I say retake because this was a role religion played for most of American history. In December, 1952, President-elect Eisenhower described a conversation he had with Soviet General Marshal Zukhov in Berlin at the end of World War II, in which Zhukov said, “Of course we have difficulty promulgating our theory, because we appeal to the idealistic in man and you appeal to all that is materialistic and selfish.” Eisenhower’s famous response: “[O]ur form of Government has no sense unless it is founded in a deeply felt religious faith, and I don’t care what it is.”

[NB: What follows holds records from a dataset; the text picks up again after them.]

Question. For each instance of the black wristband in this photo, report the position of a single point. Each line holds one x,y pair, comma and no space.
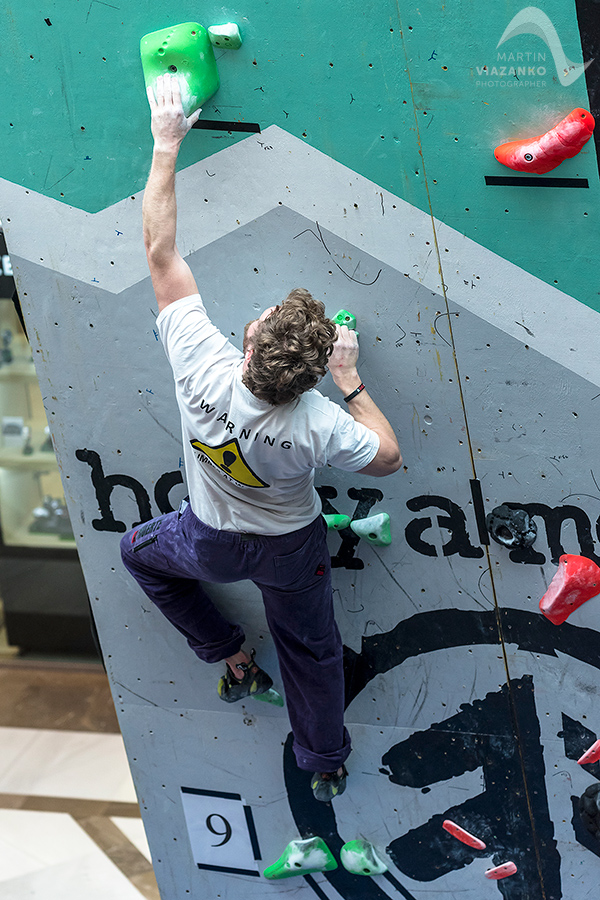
355,393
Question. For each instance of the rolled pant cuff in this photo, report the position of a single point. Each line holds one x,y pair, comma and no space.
322,762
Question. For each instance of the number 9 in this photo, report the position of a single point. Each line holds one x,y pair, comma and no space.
225,834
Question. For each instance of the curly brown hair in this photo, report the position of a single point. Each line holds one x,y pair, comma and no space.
290,349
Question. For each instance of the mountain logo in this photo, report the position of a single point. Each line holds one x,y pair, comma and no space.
228,458
532,20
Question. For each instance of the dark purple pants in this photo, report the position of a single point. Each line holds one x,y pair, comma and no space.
169,556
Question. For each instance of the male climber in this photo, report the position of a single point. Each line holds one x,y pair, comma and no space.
254,430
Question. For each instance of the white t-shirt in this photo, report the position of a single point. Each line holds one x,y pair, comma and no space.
250,465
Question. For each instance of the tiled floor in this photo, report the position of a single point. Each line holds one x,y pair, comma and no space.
69,821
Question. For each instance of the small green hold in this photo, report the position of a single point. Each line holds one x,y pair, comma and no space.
345,318
270,696
376,529
302,858
226,37
336,522
360,858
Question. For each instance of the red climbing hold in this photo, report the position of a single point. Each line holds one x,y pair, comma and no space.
576,580
502,871
462,835
591,755
545,152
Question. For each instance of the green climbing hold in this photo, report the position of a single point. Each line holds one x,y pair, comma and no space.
345,318
360,858
270,696
376,529
226,37
302,858
336,522
185,51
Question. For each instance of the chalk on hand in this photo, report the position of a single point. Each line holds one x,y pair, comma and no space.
462,835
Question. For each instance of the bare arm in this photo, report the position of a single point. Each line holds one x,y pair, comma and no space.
342,365
171,276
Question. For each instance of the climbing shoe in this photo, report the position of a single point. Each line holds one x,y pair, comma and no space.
252,682
327,785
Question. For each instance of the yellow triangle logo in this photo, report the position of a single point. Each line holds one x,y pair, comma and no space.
228,458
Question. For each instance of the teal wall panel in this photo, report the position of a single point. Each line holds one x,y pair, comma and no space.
389,91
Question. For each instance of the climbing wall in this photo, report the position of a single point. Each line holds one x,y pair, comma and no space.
350,151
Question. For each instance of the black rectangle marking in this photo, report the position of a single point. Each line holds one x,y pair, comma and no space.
229,870
202,793
320,894
538,181
220,125
252,832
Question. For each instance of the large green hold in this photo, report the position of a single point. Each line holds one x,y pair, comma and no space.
184,50
301,858
376,529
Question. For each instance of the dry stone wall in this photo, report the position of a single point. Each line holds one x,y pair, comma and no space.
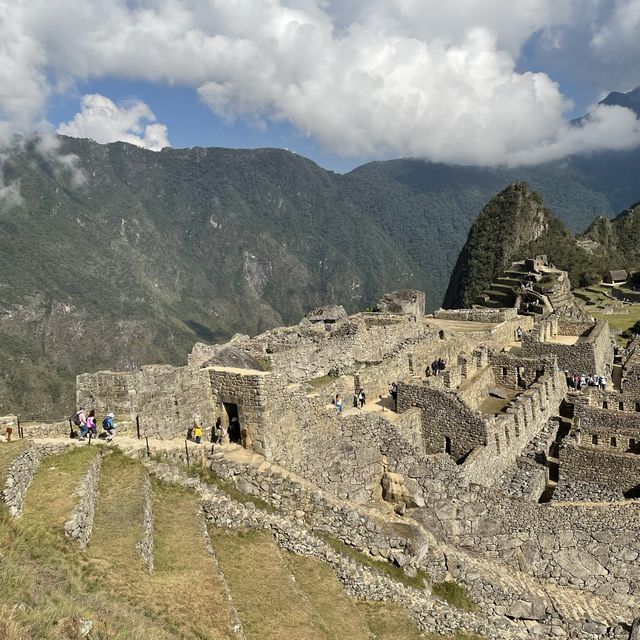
80,525
166,399
591,354
478,314
603,468
21,474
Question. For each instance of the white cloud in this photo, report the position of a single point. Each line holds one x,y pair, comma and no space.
101,120
377,77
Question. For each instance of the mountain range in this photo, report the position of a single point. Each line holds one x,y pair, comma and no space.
157,250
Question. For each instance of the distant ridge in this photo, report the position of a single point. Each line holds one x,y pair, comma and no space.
157,251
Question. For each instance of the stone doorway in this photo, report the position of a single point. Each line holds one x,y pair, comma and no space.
231,410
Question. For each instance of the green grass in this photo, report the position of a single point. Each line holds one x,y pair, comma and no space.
51,498
185,588
341,618
457,636
46,583
9,451
454,594
269,602
397,573
389,621
118,527
209,477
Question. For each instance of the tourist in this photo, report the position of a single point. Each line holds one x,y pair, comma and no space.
80,420
92,426
393,390
197,432
109,426
234,430
216,432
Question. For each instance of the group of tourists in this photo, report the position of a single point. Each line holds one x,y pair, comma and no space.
359,400
234,432
88,425
578,380
437,367
393,392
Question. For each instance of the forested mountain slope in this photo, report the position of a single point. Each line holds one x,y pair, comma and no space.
158,250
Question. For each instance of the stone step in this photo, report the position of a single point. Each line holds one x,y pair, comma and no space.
186,576
254,567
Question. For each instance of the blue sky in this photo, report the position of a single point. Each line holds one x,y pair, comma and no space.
486,82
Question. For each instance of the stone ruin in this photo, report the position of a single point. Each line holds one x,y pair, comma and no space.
494,455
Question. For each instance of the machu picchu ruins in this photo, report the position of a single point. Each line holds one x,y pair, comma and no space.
496,466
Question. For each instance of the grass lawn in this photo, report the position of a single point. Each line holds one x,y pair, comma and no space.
186,586
9,451
47,585
52,496
341,618
270,604
623,317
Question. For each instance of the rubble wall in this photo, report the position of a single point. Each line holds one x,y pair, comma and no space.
593,354
599,466
166,399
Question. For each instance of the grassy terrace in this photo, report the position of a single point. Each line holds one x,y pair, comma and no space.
58,587
619,316
8,453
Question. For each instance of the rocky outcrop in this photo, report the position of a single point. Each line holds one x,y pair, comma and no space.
512,219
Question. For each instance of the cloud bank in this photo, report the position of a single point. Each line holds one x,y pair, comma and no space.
101,120
378,78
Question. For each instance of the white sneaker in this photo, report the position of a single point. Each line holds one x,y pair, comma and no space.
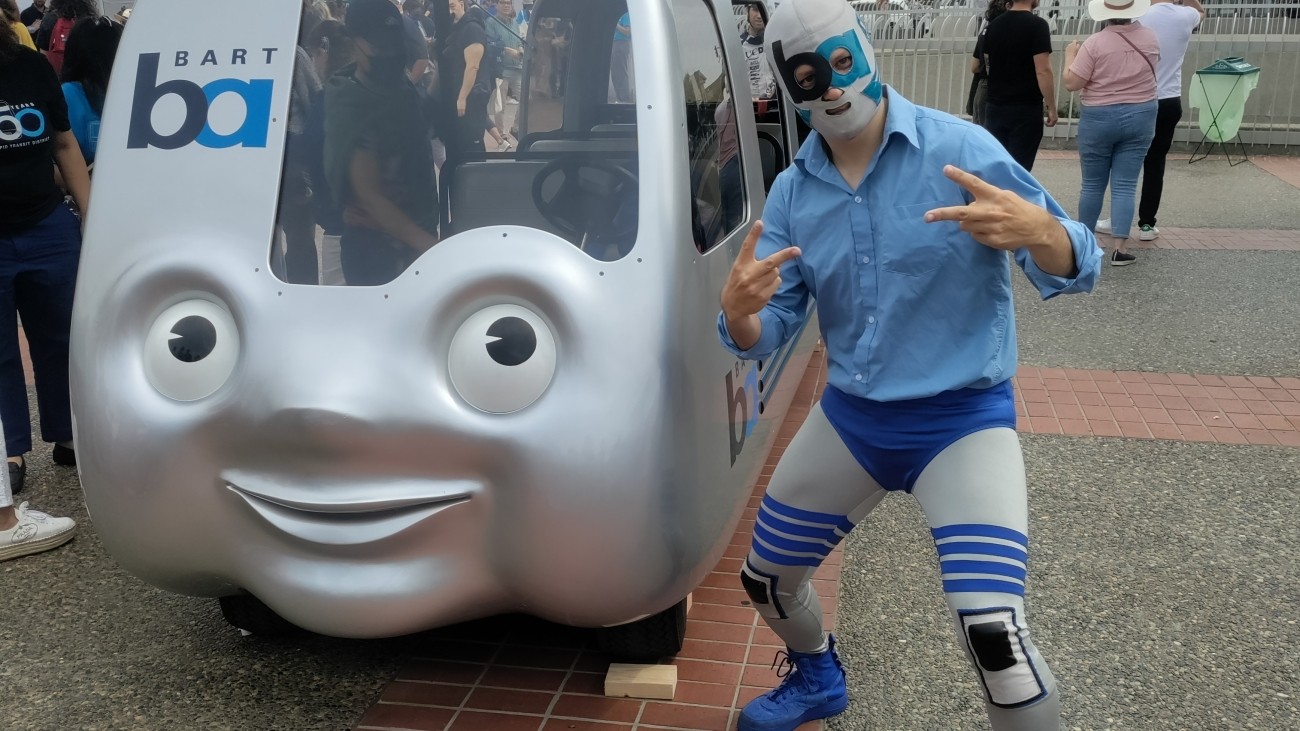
34,533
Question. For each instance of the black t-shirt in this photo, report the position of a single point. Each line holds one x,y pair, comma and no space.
451,70
979,52
1012,42
31,14
31,113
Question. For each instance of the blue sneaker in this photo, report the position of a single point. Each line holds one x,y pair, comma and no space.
811,688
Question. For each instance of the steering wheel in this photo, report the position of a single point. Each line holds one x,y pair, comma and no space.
586,202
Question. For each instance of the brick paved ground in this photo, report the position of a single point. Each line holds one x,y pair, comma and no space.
455,686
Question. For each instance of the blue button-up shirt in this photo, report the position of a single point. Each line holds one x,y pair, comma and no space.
908,308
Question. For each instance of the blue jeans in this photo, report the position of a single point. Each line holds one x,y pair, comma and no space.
38,277
1113,142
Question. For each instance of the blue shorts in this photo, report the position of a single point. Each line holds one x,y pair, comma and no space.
896,440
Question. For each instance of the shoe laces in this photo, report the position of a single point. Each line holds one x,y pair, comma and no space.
35,515
789,674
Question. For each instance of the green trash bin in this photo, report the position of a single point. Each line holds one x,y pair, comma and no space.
1220,91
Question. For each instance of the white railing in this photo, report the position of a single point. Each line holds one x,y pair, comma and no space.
923,50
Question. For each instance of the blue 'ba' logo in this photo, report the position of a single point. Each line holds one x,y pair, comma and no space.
198,102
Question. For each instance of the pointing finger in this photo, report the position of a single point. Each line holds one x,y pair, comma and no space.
746,249
969,181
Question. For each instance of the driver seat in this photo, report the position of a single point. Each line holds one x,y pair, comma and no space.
492,193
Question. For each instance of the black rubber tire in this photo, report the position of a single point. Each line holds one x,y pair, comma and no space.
646,640
247,613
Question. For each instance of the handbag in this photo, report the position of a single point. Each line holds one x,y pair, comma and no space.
1152,66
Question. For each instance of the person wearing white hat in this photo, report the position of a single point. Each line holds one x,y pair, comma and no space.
1116,70
898,220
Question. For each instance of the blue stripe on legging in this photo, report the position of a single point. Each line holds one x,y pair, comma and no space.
987,549
954,585
789,544
978,530
806,515
775,523
781,559
982,567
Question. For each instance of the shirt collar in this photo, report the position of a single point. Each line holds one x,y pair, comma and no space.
900,120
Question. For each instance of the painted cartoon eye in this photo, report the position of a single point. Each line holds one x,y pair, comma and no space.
191,350
502,359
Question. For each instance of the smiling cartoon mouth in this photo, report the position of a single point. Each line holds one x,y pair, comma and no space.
347,513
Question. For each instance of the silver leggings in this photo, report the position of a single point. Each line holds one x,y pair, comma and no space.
974,498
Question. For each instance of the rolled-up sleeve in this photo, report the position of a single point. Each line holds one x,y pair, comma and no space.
986,158
788,307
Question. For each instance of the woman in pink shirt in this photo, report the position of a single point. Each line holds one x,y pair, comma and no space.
1116,69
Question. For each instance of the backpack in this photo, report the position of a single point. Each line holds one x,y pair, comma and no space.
59,43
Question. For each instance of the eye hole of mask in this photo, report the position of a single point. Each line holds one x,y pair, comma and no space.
502,359
191,350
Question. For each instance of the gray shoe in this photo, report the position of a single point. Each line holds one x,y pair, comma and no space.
35,532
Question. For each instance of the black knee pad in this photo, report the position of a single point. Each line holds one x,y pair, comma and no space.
1001,658
762,591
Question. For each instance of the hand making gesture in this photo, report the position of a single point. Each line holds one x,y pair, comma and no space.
1000,219
753,281
997,217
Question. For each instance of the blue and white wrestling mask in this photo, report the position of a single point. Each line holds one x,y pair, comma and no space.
815,46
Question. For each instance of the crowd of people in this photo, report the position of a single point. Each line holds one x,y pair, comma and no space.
55,65
377,104
381,99
1130,79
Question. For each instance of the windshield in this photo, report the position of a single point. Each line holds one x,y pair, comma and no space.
398,141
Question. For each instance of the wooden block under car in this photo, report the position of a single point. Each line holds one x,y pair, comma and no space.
658,682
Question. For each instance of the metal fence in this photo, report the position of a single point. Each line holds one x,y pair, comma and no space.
923,48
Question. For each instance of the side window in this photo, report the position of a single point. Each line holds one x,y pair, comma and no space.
716,185
762,82
622,79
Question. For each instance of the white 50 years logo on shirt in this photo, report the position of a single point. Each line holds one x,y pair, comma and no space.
17,124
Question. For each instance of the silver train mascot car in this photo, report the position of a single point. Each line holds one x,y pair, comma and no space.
511,399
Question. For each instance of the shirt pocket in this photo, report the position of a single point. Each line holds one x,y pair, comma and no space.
909,245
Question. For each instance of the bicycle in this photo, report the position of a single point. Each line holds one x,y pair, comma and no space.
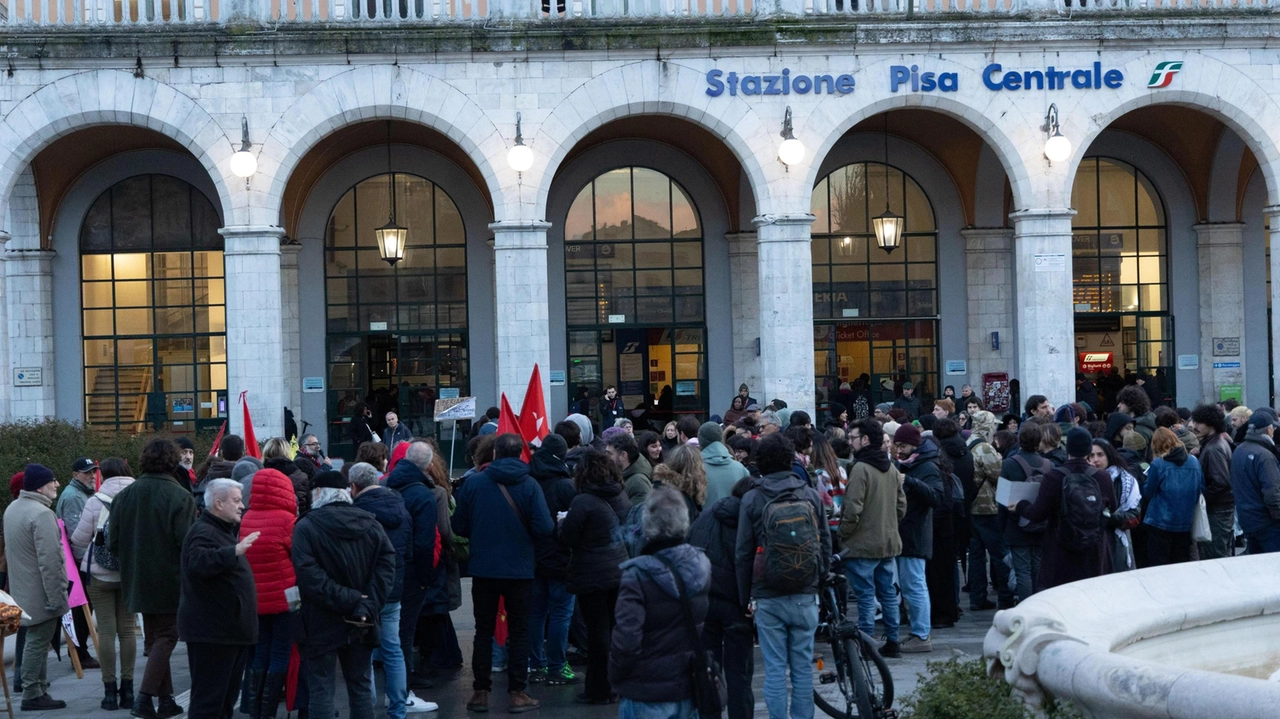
859,683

In 1952, religion’s role was clear. As Ike explained, government exists “to guarantee [to citizens] the opportunity to live in dignified fashion with their God and with their fellow citizens.” For him the system could survive only with a regular diet of human dignity, fed through religious practice. But the disappearance of traditional American religion has allowed our “materialistic and selfish” urges to win. The normative white, Anglo-Saxon, Protestant religious establishment of Eisenhower’s day will not return, nor should it. But a larger democratic spiritualism, championed by the 384,000 Christian, Catholic, Jewish, Muslim, Hindu, Bahai, and Buddhist houses of faith can cultivate the sacred ground from which our democracy flourishes anew.